Arbeitnehmer, die am Arbeitsplatz krank werden, könnten ihre Arbeitgeber möglicherweise nicht verklagen, hätten jedoch Zugang zu einer Arbeitnehmerentschädigung zur Deckung von Lohnausfällen und medizinischer Versorgung, so Rechtsexperten. Die vorgeschlagene Bundesgesetzgebung würde die Arbeitnehmerentschädigungsprogramme, die die meisten Staaten haben, nicht beeinflussen, sagte Kim.

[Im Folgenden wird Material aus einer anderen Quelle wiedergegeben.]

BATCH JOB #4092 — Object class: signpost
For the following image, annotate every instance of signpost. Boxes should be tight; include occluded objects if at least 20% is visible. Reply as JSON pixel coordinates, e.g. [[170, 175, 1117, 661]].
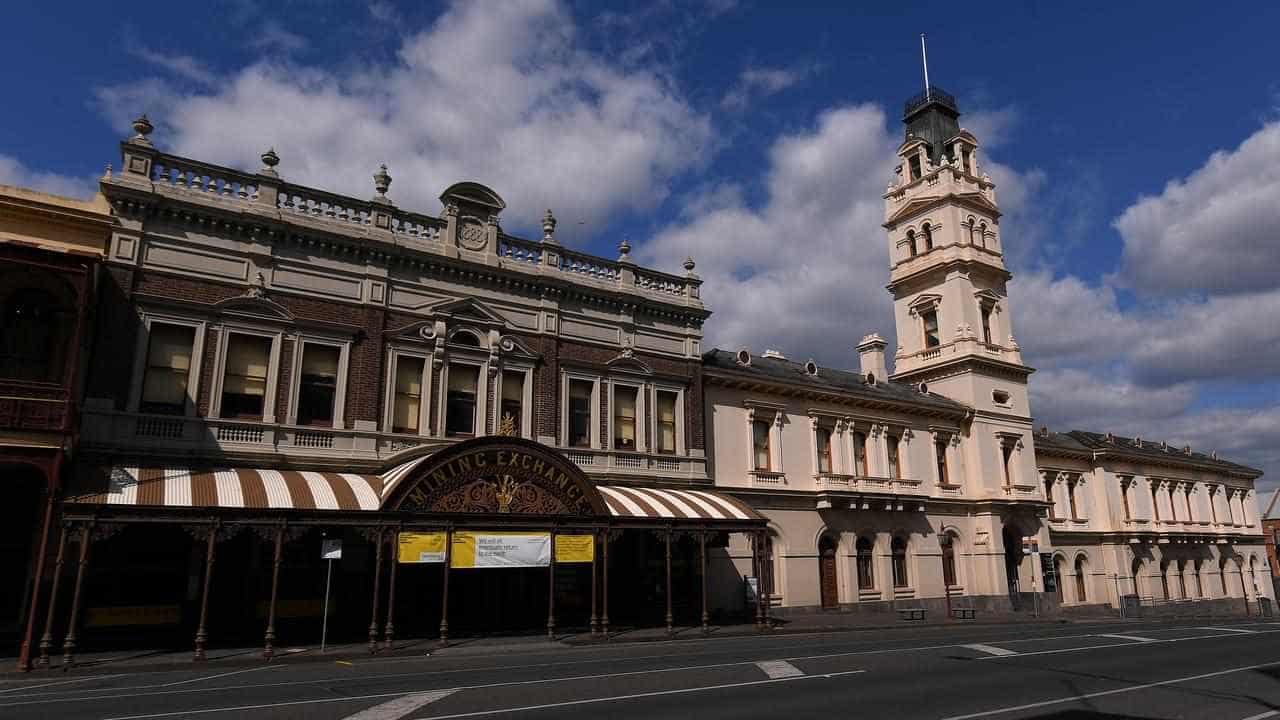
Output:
[[320, 538, 342, 652]]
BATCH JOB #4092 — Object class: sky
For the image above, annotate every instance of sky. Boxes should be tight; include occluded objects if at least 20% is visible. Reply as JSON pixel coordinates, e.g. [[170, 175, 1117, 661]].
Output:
[[0, 0, 1280, 489]]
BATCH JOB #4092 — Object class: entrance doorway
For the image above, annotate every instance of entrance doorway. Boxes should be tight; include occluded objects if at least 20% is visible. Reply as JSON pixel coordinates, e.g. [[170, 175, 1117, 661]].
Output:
[[818, 536, 840, 609]]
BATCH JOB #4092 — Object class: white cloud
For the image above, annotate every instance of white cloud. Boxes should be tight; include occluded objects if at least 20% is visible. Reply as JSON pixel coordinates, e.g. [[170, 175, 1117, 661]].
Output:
[[639, 105, 895, 368], [1115, 122, 1280, 293], [0, 155, 97, 199], [99, 0, 712, 240]]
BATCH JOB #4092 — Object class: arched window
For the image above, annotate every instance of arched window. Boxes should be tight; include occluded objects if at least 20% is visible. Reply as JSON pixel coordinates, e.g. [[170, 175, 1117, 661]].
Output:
[[938, 533, 960, 587], [856, 538, 876, 591], [0, 284, 70, 383], [890, 537, 910, 588]]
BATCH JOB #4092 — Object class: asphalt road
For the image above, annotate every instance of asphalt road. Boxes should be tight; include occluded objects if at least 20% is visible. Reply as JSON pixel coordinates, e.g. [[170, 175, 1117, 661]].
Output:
[[0, 621, 1280, 720]]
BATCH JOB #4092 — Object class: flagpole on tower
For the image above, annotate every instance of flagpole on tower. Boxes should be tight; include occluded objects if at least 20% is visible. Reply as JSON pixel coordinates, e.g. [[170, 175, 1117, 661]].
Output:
[[920, 32, 933, 100]]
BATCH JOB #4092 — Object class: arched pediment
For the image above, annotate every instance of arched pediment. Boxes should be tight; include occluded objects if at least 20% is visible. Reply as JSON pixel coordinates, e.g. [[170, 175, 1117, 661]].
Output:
[[383, 436, 608, 516]]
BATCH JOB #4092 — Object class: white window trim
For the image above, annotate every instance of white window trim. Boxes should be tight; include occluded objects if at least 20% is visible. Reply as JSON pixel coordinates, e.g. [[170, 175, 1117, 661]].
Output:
[[648, 383, 689, 457], [209, 323, 284, 423], [285, 334, 351, 430], [559, 370, 600, 450], [490, 364, 534, 438], [383, 346, 433, 437], [129, 313, 206, 418], [435, 351, 489, 437]]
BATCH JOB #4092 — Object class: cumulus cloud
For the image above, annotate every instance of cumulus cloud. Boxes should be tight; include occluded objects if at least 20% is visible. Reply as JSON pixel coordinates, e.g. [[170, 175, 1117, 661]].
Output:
[[639, 105, 895, 368], [99, 0, 712, 237], [1115, 122, 1280, 293]]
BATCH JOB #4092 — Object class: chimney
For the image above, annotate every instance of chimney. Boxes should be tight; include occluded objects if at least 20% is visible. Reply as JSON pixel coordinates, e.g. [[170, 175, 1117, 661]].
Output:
[[858, 333, 888, 382]]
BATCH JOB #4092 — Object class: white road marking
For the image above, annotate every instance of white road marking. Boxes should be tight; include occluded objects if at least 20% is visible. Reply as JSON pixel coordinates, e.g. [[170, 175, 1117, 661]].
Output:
[[755, 660, 804, 678], [419, 670, 867, 720], [343, 691, 456, 720], [960, 643, 1018, 657], [0, 673, 127, 693], [155, 665, 283, 688], [942, 662, 1280, 720]]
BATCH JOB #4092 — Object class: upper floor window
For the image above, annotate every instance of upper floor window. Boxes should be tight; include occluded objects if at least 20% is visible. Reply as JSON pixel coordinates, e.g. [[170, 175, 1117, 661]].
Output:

Bis Montag wurden in den USA 2.741 Klagen wegen COVID-19 Infektionen eingereicht, so ein Beschwerde-Tracker der Anwaltskanzlei Hunton Andrews Kurth. In vielen Fällen ging es um behördliche Abschaltaufträge, und viele Unternehmen wurden als wesentlich erachtet. Nur sieben kamen von Verbrauchern und 49 wurden von Mitarbeitern wegen Exposition gegenüber dem Virus oder anderen damit verbundenen Verletzungen eingereicht. Kim sagte, dass die Bundesgesetzgebung einen großen Anstieg von Rechtsstreitigkeiten verhindern würde.